Matters are not helped by her alcoholic mother (Annette Crosbie) who is even more unhinged. The vicar (Geoffrey Bayldon – later British television’s Catweazle) is Mills’ only ally until the arrival of a handsome gypsy Ian McShane in his sophomore movie role. McShane has no knowledge of her history and so not been conditioned to view her askance. In fact, he risks alienation among his own community for befriending her.

If Mills is already slightly off-beam (the title an American phrase for madness), then she is knocked completely off-kilter when reminded of the trigger incident which she has managed to keep buried. This is probably the best scene in the film. The teller of the story, clearly intending mischief, is overcome by his own emotions.

Mills was a cut above the normal child star. She had the requisite cuteness while demonstrating considerable acting skill and does herself no disservice here. McShane offers a strong hint of the brooding persona he has since perfected.

This is a well-done drama without being completely satisfying, in part because the fairytale ending jarred with what was otherwise an authentic observation piece. It would have been interesting to roll forward a couple of years to see if decisions taken worked out.
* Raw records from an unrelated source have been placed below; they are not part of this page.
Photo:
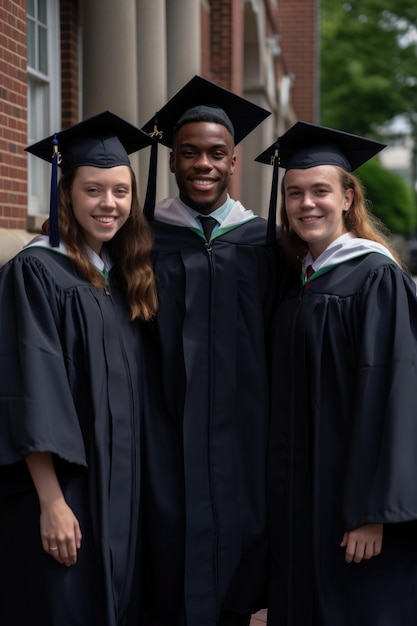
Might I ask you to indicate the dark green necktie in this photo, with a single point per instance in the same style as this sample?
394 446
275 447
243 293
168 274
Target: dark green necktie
208 223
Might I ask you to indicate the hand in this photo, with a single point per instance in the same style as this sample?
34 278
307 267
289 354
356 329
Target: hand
362 543
60 531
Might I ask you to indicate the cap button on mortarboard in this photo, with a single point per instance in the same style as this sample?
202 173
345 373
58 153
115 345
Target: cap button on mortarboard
204 100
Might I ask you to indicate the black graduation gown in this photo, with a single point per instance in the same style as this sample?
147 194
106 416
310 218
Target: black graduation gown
70 384
205 544
343 447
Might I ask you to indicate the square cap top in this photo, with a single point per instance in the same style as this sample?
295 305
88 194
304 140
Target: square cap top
202 100
104 140
307 145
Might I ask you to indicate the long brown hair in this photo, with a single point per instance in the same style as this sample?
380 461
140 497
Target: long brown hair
129 249
358 220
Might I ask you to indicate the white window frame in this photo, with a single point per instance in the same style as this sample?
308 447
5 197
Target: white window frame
44 112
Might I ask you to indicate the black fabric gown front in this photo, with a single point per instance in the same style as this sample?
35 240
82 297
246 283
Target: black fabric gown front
205 544
343 447
70 372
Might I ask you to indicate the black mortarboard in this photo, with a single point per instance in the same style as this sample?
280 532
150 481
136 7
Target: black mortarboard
307 145
199 100
104 140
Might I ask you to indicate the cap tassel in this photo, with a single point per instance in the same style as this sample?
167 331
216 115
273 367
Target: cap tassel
150 198
271 233
53 205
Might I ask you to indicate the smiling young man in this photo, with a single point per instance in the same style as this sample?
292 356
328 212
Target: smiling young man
205 545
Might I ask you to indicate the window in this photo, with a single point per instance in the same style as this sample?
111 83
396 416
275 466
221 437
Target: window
44 89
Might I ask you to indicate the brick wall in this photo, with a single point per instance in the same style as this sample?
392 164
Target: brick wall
13 106
299 30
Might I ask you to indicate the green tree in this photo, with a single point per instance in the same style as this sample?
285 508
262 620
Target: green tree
368 63
390 198
369 77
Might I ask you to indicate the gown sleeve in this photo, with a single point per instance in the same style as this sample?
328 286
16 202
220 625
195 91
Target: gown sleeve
37 411
380 480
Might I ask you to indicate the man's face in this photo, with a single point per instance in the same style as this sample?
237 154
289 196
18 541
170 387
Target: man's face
203 160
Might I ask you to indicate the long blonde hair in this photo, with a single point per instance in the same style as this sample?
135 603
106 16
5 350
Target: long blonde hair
358 220
129 249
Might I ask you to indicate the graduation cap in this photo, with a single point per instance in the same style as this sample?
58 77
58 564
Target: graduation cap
104 141
307 145
199 100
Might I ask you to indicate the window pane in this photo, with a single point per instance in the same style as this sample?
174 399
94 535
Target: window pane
30 7
31 42
38 170
42 11
43 58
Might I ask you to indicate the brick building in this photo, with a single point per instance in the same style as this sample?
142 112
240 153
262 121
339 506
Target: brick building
65 60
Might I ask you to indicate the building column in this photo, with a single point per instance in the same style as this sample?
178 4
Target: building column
184 48
152 84
109 60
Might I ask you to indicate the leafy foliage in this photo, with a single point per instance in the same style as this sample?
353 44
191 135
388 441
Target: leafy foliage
390 198
368 78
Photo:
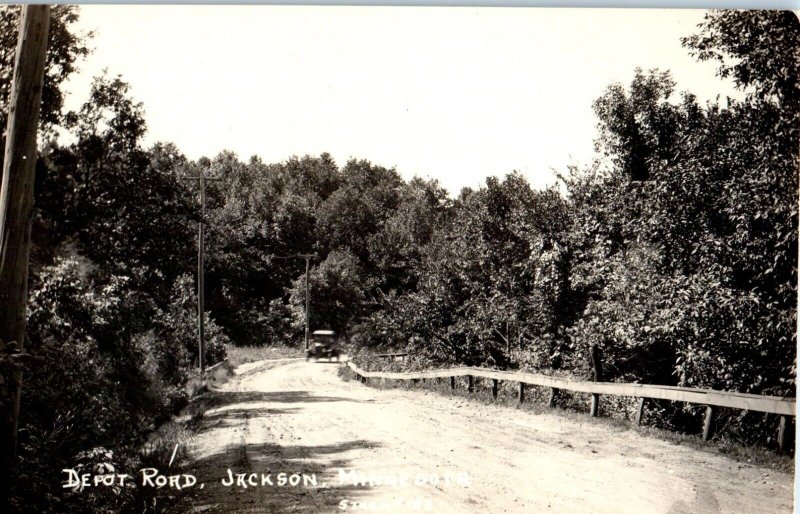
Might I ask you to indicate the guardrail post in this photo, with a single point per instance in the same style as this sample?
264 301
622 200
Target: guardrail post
552 401
784 433
593 407
640 411
708 423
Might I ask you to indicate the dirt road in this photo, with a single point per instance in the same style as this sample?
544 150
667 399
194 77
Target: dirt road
427 452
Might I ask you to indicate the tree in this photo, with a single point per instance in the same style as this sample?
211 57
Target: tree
66 48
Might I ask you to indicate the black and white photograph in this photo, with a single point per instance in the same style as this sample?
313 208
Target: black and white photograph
402 259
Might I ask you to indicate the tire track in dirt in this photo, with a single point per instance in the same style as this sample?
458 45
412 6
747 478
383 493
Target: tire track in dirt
301 417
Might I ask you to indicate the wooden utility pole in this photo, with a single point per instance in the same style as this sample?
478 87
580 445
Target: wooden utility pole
201 294
308 259
16 209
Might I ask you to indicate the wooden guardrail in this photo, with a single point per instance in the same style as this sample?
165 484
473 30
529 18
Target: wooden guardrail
712 399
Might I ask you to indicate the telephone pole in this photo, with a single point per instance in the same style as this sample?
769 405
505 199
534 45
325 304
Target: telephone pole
16 210
201 236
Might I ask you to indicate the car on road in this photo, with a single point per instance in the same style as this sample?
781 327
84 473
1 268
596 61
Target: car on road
323 344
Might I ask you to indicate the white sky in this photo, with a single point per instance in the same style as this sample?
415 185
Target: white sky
456 94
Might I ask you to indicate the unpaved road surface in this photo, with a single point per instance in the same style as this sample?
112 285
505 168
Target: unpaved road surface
444 454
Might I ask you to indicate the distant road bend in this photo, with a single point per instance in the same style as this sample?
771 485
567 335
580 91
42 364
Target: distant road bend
296 437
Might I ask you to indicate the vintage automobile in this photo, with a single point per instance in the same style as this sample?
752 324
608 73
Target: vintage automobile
323 344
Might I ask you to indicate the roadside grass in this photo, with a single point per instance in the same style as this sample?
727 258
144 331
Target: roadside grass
616 414
238 355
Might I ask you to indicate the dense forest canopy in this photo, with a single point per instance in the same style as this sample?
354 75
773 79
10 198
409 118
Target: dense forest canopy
674 254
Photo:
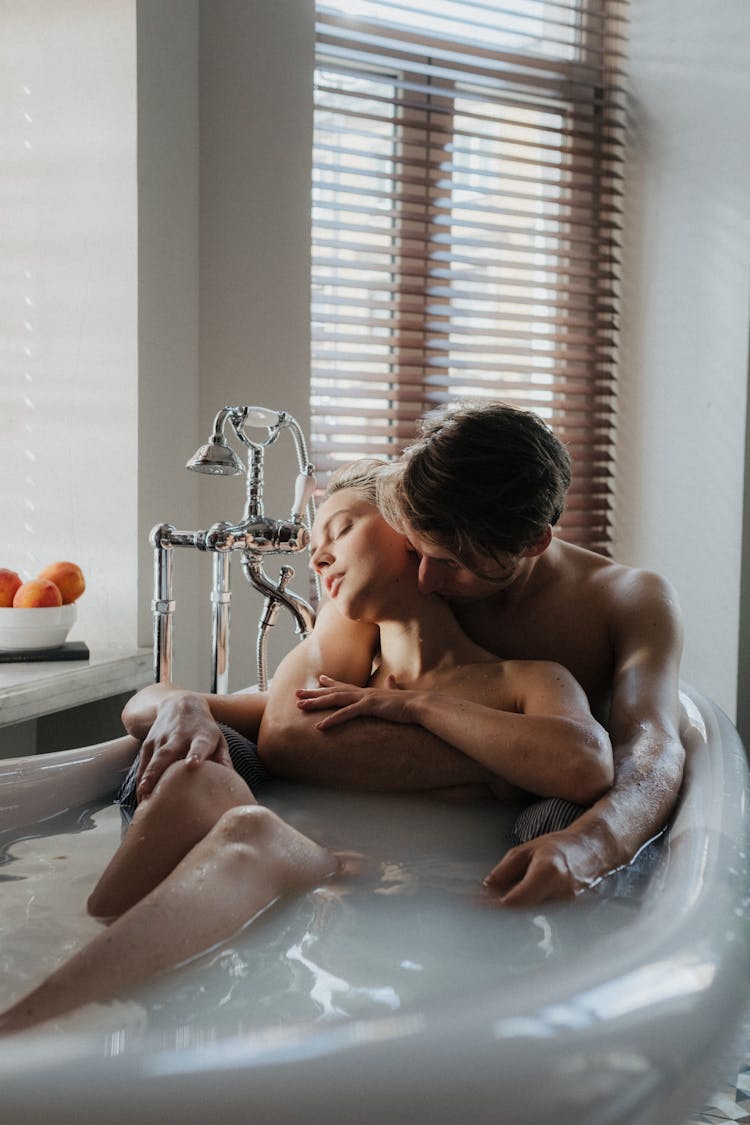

In fairness to the director, he knew he had his work cut out. In his memoir Still Memories he explained: “I have always believed in my career that you should never go on the floor without a totally tight script and, in this case, I was unable to do that. I was persuaded against my better judgement to start filming eight weeks before I was ready. And inevitably it showed in the finished picture. It wasn’t a very bad film, but it could have been a great deal better.” That about sums it up – it wasn’t in the “very bad” class at all but certainly could have been improved.